Failure to Provide and Document Follow-Up on Advance Directives
Penalty
Summary
The facility failed to ensure that residents' rights regarding advance directives (ADs) were fully honored and documented for five of seven residents reviewed. Multiple residents, including those with intact or moderate cognitive function, expressed uncertainty about whether they had an AD or requested more information about formulating one. Despite this, there was no documented evidence that these residents or their resident representatives (RPs) were provided with follow-up information or education about their right to formulate an AD after admission. Record reviews for each resident showed that, upon admission, residents were provided with an acknowledgment form regarding ADs, and if they did not have an AD, they were to be given a handout and education on how to create one.
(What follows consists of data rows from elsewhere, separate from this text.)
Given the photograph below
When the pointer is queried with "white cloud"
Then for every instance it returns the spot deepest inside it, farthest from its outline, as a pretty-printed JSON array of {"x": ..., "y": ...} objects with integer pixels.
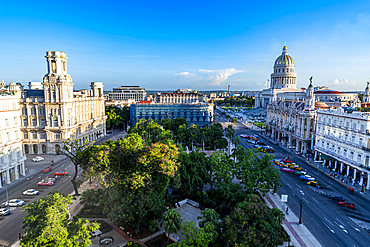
[
  {"x": 217, "y": 77},
  {"x": 340, "y": 81}
]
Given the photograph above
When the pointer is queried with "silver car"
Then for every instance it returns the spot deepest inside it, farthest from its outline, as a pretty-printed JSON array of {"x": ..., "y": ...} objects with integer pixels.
[{"x": 30, "y": 192}]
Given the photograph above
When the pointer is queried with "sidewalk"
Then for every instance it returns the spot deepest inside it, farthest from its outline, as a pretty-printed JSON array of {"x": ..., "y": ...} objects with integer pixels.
[{"x": 299, "y": 234}]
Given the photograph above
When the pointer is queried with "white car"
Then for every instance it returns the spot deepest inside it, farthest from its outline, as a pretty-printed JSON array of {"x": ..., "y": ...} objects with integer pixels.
[
  {"x": 38, "y": 158},
  {"x": 14, "y": 203},
  {"x": 30, "y": 192}
]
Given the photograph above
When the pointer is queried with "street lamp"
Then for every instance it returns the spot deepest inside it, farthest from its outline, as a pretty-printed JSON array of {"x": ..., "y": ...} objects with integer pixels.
[{"x": 300, "y": 212}]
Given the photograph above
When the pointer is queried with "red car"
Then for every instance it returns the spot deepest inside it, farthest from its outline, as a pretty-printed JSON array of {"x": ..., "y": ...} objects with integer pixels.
[
  {"x": 347, "y": 204},
  {"x": 47, "y": 169},
  {"x": 60, "y": 173}
]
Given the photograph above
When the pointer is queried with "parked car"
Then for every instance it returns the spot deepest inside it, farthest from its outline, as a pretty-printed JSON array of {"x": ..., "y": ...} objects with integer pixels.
[
  {"x": 30, "y": 192},
  {"x": 306, "y": 177},
  {"x": 62, "y": 173},
  {"x": 45, "y": 182},
  {"x": 300, "y": 173},
  {"x": 287, "y": 170},
  {"x": 347, "y": 204},
  {"x": 4, "y": 211},
  {"x": 38, "y": 158},
  {"x": 14, "y": 203},
  {"x": 314, "y": 184},
  {"x": 47, "y": 169},
  {"x": 337, "y": 198}
]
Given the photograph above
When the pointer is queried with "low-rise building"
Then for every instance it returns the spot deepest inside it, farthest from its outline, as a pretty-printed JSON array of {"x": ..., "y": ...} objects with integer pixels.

The facility's policy also required quarterly follow-up during care conferences for residents without an AD. However, for all five residents cited, there was no documentation that such follow-up or education occurred during the relevant care conferences, even when residents indicated a desire for more information or were unsure about their AD status. Interviews with the Social Services Director (SSD) confirmed that the expected process was not consistently documented or followed. The SSD acknowledged that if there was no AD on file, there was a potential for the facility to be unable to honor residents' wishes for care. The lack of documentation and follow-up regarding ADs was observed across multiple residents with varying medical conditions, including stroke, chronic obstructive pulmonary disease, diabetes, hypertensive heart disease, major depressive disorder, chronic kidney disease, and malnutrition.